Etch History Into Your Homeschool Day: Visit Your Local Cemetery
Posted on: 22 December 2014
Cemetery headstones are more than just grave markers. They can help springboard your homeschooler into historical discussions that you can't get confined within the walls of a conventional classroom. Start your journey into historical reflection by making a date to visit your local cemetery. Knowing that those people who are buried there lived in your hometown makes your visit more personal. It's a way for your homeschooler to connect with the past that the entire town shares.
Every Grave Has A Story
Arm yourself with a history book, some copy paper, pencils, charcoal, and crayons. Walk around. Find the oldest headstones. Or, allow your child lead you to find a headstone that sparks her imaginative fancy. Let your homeschooler create rubbings from the monuments. You can discuss them at the cemetery or take them home and research them. Design your field trip to work seamlessly into prior history lessons, or just let the day unfold spontaneously.
Discussions become hands-on history lessons when you find monuments with information like:
Mother Emmeline McGovern 1897-1918
Child Jakob McGovern 1918
Note that both died in 1918. What was going on at the time? World War I and the great "Spanish Influenza" pandemic were the main events in the United States (and the world) during 1918. It seems fair to surmise that the child lived only during the year or was stillborn. There weren't flu vaccinations at that time. Both may have died of influenza.
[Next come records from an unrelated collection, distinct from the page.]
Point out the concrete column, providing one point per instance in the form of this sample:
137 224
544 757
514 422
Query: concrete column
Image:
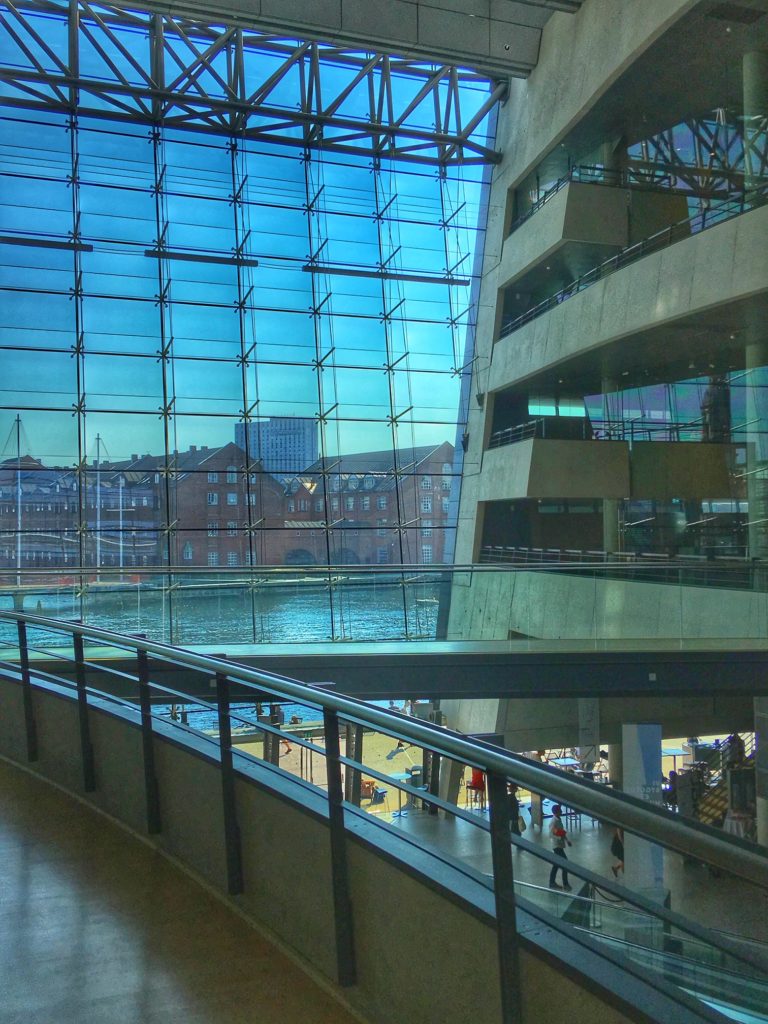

You could discuss what a stillborn birth is. You might follow up that stillborn births, or children dying within their first year of life, aren't as prevalent today as they were in 1918. Taking it further, you can discuss what's changed in the field of medicine since the first quarter of the 20th century. Maybe you might want to simply let your child's mind muse about what life might have been like for that mother and child.
The questions posed by one simple headstone can lead you to an entire afternoon of discussion--and maybe another field trip to a museum or hospital.
Learning The Value Of The Past
Cemeteries lend themselves to quiet reflection about the past. Find a bench under a tree, sit down, and chat with your child. You may find that these moments bond your child not only to the lessons of the past; but, that they etch an appreciation of cemetery history and art into their young souls. These moments where the past meets the present might also be some of your most memorable homeschooling memories.